The article also overemphasizes the importance of wholesale prices for wind power. Wholesale prices don’t take into account the lifetime costs of building and operating a generation resource, nor do they factor in the multiple subsidies that wind producers receive (e.g., federal wind PTC, accelerated depreciation rules, federal loan guarantees, Renewable Energy Certificates, state and local utility property tax rebates).
Conclusion
PolitiFact’s assessment of wind power’s affordability ignores critical facts that would give readers a different impression. By its own standards, we rate Politifact’s conclusion regarding Obama’s statement “mostly false.”
[1] U.S. Energy Information Administration, Levelized Cost and Levelized Avoided Cost of New Generation Resources in the Annual Energy Outlook 2015, June 2015, pp. 1–2, http://www.eia.gov/forecasts/aeo/pdf/electricity_generation.pdf.

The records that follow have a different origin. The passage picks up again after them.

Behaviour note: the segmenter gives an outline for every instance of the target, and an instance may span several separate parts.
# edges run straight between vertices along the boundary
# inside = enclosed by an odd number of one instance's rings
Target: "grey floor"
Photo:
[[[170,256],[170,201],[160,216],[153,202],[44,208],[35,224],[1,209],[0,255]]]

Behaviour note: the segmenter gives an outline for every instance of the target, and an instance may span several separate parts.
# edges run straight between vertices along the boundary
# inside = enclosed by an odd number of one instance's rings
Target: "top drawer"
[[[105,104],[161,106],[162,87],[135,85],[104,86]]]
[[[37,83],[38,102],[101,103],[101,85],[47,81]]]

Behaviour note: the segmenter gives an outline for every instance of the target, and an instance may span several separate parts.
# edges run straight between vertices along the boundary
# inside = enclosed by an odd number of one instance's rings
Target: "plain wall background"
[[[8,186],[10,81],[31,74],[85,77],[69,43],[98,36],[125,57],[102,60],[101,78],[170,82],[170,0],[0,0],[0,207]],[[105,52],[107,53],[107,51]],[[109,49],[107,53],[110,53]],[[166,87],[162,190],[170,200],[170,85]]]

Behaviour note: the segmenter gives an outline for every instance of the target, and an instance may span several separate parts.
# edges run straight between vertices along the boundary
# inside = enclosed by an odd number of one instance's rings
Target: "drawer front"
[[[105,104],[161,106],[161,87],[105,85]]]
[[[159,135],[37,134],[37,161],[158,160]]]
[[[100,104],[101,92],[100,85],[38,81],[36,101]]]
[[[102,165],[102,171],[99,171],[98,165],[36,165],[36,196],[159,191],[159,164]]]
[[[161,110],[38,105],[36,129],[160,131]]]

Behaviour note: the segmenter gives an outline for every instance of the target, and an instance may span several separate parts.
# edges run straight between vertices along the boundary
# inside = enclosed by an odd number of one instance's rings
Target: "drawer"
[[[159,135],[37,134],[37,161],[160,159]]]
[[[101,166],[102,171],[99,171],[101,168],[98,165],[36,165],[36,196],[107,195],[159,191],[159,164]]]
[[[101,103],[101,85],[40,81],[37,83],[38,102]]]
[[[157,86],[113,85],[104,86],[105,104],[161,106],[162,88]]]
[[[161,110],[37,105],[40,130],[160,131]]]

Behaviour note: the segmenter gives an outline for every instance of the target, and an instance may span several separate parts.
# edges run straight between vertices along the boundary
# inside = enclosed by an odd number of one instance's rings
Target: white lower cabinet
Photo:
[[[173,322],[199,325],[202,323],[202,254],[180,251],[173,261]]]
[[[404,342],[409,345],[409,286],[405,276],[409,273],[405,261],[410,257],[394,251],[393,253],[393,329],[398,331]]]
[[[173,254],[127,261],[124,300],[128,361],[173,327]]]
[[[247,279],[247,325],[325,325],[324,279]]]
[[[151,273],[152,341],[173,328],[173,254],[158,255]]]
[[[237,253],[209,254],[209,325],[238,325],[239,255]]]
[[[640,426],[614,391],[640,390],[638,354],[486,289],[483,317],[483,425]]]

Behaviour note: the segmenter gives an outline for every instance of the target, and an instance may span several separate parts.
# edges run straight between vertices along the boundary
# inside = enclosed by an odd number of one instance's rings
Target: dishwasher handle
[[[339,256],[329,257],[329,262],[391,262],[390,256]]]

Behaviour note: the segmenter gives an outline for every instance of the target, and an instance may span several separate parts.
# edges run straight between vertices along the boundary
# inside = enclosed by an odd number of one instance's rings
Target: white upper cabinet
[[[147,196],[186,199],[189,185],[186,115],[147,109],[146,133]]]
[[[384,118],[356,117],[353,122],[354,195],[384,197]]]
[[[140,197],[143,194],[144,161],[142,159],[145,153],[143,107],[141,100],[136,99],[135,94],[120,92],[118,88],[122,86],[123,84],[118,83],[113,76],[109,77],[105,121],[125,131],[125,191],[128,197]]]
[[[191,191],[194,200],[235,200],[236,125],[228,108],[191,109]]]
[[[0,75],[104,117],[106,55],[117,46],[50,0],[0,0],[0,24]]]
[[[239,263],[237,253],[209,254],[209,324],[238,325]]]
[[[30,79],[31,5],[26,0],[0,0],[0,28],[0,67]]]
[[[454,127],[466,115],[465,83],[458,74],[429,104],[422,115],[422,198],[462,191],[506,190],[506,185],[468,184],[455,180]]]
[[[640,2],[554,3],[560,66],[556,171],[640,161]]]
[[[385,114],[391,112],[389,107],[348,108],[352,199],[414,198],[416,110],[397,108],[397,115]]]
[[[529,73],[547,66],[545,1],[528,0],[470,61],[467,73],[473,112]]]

[2] Potomac Economics, 2012 State of the Market Report for the MISO Electricity Markets, June 2013, (See the discussion on the capacity value of wind, pp. 15-16), https://www.potomaceconomics.com/uploads/reports/2012_SOM_Report_final_6-10-13.pdf
[3] The report calculates and includes the cost imposed on conventional combined cycle natural gas power plants. See, Thomas F. Stacy and George S. Taylor, The Levelized Cost of Electricity from Existing Generation Resources, Institute for Energy Research, pp. 1, 9, June 2015, http://instituteforenergyresearch.org/wp-content/uploads/2015/06/ier_lcoe_2015.pdf.
[4] Stacy and Taylor, The Levelized Cost of Electricity from Existing Generation Resources, p. 11.